A questo proposito, va infine segnalato che la Direttiva ammette inoltre che gli Stati membri che abbiano già autonomamente adottato una disciplina in linea con gli obiettivi posti dal Legislatore europeo possano sospendere l’applicazione della stessa nei propri ordinamenti interni.
L’art. 12 della Direttiva prevede, infatti, che gli Stati membri possano sospendere verso le proprie società quotate la disciplina di cui all’art. 6 (che stabilisce gli strumenti cui devono dotarsi le società quotate per conseguire l’equilibrio di genere nei propri consigli) e, se del caso, quella all’articolo 5, paragrafo 2 (che determina le soglie il cui raggiungimento costituisce l’obiettivo della Direttiva), a condizione che alla data del 27 dicembre 2022 (e dunque, in via autonoma, già prima del termine di recepimento della Direttiva) le società quotate destinatarie delle misure soddisfino le condizioni seguenti:
Come si è detto, grazie alla Legge Golfo-Mosca, l’Italia è già in linea con gli obiettivi della Direttiva, e le suddette soglie di cui alla lett. a) sono già state raggiunte dal nostro paese e, inoltre, sembra già realizzata anche la condizione di cui alla lett. b) per cui, rispetto all’Italia la Direttiva potrà incidere nella legislazione interna ma ci dovrà domandare quale sarà la scelta del nostro Legislatore nazionale rispetto alla facoltà, prevista all’articolo 12, di sospendere l’applicazione della disciplina agli articoli 5 e 6, fermo restando che il comma 2 dell’articolo 12 stabilisce uno sbarramento del 39% che, alla luce delle maggiori percentuali raggiunte, potrebbe privare il nostro paese dalla possibilità di dare attuazione al meccanismo di sospensione.
§§
In conclusione, al di là del pregio dei significativi sforzi del nostro Legislatore nazionale, che ha alimentato un cambio culturale che finalmente sta producendo i propri frutti, innovando in materia ancor prima del Legislatore europeo e – per certi aspetti, quali ad esempio l’ambito più di applicazione – con più coraggio, l’approvazione della Direttiva rafforza gli sforzi già compiuti e gli promuove, nel solco di percorso che sembra essere ancora al suo avvio.
Tale riflessione è confermata da una verifica dei numeri dei consigli di amministrazione delle società non quotate, che non essendo destinatari della normativa, ancora, oggi, non vedono un decollo delle presenze femminili.
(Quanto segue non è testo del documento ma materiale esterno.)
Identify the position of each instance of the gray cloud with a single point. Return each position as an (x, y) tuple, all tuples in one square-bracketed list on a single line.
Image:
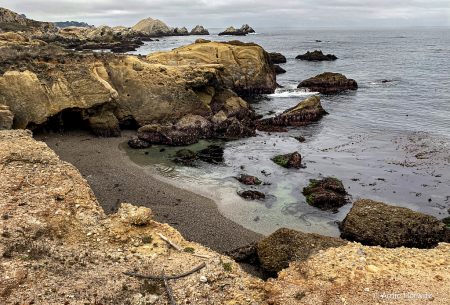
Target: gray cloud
[(290, 13)]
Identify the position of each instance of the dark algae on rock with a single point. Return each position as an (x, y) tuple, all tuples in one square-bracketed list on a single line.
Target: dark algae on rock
[(326, 194), (289, 160), (376, 223)]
In conformità alla strategia della parità di genere dell’Unione che si dovrà realizzare entro il 2026, si scorge però un primo importante passo verso la consapevolezza di considerare, oggi, sempre di più, l’investimento nella parità di genere per la corporate governance come un driver importante delle imprese, ciò anche nel contesto della più ampia tendenza a ricercare negli ESG e nei principi di CSR degli alleati nella crescita delle imprese.